Since that cold morning when he had found her lying wet and filthy in her cabin bed, there was a closeness between them unlike any friendship she’d ever known. Without him, she knew, she would not have survived.
While she clawed her way out of the pit, a little higher each day, he had taken care of her, making sure she ate and slept and kept warm. He would leave her last thing at night, turning off the lanterns and stoking up the stove, and he would be there again at dawn to let Buzz out and make her coffee.
For the first few days Helen had barely been able to speak. She had been in a kind of waking coma. Instead of panicking or pestering her with questions, he had quietly looked after her, as if she were a wounded animal. As if he understood what had happened without needing to be told.

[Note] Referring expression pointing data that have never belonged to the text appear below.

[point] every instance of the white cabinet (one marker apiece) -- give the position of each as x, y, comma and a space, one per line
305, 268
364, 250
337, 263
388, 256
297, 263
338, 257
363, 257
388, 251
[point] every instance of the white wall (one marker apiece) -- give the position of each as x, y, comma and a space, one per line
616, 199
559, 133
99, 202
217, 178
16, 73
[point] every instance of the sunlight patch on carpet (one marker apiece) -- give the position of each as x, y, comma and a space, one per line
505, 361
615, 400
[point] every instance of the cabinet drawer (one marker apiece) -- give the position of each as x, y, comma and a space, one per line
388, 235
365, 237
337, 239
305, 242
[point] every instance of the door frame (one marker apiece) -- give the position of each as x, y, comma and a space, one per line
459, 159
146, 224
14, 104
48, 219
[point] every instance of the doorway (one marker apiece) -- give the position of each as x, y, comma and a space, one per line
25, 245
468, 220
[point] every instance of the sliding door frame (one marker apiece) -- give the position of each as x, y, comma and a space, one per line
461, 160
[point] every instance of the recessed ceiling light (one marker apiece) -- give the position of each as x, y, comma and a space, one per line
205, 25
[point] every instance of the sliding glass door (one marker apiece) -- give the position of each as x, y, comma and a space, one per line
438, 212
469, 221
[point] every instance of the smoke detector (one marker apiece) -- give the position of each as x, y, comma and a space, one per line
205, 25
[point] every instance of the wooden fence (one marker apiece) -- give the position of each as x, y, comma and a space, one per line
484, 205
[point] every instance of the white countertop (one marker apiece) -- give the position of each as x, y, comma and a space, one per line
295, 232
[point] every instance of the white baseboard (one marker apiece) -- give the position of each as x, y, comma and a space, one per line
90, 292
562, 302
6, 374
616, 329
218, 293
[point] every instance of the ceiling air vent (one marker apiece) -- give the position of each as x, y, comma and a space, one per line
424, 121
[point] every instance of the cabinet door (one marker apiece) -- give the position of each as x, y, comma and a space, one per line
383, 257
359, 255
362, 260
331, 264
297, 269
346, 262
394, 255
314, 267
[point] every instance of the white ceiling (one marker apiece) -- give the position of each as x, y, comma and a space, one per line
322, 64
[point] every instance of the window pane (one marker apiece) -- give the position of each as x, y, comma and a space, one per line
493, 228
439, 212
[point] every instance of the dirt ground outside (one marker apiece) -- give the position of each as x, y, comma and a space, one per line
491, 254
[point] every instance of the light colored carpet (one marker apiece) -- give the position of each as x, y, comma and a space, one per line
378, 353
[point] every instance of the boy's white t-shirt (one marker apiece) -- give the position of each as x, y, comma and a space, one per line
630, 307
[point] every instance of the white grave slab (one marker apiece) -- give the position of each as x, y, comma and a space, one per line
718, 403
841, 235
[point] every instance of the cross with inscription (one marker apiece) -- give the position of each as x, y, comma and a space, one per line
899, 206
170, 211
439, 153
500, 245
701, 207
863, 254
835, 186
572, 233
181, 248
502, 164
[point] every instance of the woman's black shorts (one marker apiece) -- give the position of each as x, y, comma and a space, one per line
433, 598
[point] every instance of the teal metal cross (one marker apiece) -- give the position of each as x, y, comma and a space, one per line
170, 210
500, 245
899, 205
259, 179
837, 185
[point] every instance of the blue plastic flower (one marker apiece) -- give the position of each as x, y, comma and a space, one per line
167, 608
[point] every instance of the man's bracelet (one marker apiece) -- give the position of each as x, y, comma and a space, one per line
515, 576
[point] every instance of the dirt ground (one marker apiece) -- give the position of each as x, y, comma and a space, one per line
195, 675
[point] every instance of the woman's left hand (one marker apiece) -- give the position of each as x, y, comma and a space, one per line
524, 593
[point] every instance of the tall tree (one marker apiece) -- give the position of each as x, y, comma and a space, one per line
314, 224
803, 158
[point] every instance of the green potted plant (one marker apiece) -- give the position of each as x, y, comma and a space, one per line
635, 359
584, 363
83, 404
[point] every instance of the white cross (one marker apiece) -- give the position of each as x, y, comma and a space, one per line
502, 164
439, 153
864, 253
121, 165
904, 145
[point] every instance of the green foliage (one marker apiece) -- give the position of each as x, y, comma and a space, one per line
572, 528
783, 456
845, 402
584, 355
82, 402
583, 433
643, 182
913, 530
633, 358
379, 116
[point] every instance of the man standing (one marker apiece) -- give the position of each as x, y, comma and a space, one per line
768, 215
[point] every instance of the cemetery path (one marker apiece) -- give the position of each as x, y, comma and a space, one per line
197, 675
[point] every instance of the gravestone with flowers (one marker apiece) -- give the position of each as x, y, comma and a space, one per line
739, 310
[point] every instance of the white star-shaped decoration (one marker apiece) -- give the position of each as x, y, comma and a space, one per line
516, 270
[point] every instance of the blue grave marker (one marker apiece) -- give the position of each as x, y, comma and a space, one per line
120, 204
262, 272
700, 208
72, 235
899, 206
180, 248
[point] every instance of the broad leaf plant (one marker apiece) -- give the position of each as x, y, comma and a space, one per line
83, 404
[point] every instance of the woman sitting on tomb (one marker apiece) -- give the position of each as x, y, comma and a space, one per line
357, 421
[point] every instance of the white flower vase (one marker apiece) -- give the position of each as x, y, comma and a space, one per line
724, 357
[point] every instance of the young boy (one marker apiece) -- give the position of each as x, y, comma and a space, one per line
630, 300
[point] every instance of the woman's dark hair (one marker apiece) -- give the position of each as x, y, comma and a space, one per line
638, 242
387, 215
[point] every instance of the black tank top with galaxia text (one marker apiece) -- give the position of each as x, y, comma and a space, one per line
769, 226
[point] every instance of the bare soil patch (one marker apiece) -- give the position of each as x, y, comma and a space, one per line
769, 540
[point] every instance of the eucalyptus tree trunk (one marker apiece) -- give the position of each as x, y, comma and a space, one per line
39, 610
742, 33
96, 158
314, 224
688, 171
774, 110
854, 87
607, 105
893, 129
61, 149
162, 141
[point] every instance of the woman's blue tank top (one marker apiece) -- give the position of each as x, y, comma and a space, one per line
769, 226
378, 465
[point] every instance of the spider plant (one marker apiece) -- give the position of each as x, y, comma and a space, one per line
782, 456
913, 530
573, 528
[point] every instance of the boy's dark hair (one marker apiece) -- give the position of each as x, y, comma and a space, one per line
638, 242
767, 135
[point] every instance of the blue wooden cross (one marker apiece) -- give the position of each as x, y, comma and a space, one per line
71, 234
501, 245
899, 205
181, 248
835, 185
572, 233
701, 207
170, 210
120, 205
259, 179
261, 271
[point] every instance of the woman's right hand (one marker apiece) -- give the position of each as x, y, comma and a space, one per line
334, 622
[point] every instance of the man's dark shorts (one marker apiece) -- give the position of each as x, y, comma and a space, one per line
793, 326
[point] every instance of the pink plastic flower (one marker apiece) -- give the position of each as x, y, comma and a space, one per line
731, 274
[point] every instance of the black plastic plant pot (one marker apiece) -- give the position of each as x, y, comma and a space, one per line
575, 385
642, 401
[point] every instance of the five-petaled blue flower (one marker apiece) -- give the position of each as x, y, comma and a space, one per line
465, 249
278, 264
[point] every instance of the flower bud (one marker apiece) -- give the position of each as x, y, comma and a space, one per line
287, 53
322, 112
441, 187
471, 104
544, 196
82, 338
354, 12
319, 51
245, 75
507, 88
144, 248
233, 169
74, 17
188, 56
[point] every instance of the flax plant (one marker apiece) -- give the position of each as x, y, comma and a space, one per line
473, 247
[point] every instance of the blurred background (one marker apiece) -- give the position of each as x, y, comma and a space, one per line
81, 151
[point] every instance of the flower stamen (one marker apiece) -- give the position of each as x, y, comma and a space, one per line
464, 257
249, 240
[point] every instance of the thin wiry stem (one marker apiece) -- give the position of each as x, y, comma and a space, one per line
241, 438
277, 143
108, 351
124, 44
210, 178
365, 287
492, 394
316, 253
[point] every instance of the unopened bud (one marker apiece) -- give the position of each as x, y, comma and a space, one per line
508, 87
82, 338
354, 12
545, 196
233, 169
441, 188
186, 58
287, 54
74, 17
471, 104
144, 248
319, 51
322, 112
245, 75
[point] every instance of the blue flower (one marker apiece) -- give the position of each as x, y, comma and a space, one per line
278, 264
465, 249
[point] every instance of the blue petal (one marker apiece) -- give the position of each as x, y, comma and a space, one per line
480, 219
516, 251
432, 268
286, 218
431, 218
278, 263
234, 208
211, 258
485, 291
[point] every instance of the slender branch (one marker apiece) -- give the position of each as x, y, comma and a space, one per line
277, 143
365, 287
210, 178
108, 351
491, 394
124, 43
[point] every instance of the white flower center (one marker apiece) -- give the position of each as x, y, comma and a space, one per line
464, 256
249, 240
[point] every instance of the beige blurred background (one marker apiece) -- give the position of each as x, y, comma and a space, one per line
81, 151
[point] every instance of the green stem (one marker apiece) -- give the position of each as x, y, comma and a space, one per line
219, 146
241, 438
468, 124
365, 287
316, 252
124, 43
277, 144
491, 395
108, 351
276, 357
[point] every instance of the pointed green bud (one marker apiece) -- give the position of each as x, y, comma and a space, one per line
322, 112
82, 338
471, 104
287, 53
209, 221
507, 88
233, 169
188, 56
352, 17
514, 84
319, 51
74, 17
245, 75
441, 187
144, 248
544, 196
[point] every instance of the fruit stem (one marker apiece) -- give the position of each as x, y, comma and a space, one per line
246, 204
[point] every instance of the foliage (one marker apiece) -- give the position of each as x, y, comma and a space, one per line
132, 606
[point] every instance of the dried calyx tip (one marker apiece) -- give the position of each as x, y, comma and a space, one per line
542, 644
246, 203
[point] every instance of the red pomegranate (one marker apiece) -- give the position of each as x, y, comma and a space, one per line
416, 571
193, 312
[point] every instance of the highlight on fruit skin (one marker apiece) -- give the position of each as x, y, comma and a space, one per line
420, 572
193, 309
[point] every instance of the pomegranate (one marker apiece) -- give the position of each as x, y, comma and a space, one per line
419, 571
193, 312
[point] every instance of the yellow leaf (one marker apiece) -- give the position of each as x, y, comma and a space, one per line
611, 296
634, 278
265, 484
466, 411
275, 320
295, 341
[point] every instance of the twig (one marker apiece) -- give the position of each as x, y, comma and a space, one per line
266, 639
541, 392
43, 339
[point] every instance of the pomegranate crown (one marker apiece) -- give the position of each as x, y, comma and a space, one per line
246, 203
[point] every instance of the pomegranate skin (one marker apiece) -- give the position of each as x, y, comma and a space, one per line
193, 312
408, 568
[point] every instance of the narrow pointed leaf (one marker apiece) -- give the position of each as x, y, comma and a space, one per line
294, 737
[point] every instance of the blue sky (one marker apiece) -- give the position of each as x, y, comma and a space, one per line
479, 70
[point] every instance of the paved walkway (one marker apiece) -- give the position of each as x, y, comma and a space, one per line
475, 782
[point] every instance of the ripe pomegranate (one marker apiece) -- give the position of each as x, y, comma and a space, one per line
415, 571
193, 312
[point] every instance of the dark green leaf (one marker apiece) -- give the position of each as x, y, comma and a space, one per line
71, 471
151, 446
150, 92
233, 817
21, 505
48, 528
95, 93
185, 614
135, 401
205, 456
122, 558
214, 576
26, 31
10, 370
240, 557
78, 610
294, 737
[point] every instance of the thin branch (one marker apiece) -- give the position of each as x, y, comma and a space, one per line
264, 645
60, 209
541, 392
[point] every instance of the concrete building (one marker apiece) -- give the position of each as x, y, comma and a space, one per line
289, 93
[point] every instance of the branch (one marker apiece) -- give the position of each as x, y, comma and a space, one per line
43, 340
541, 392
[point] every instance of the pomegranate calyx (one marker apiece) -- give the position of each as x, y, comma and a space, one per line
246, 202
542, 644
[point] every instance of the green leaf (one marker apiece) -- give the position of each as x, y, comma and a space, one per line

Only later did he mention that his father had said it was okay for him to help her with the wolves, if she wanted him to. And while she lay in the cabin, or sat outside in the pale sunshine, huddled and blanketed like an invalid, he got to work, checking the traps and tracking the signals of the collared wolves.
In the evenings, when he came back to the cabin, he would give her his notes and, while he cooked her supper, tell her all he had seen and done. Through the mists of her own misfortune, she saw he was in his element.
At times now, his stutter seemed to have vanished, returning only when he talked about his father or got excited. Such as on the morning he had come racing back to tell her there was a wolf in one of the traps.
‘You’ve g-g-got to come.’
‘Luke, I can’t—’
‘You’ve g-got to. I don’t know w-what to do.’
He made her get dressed and gather her gear, then he’d driven her in the Toyota up to a narrow canyon, high above the Millward ranch, where the wolves seemed to be spending a lot of time lately. He drove so fast along the narrow logging trails, she sometimes had to close her eyes.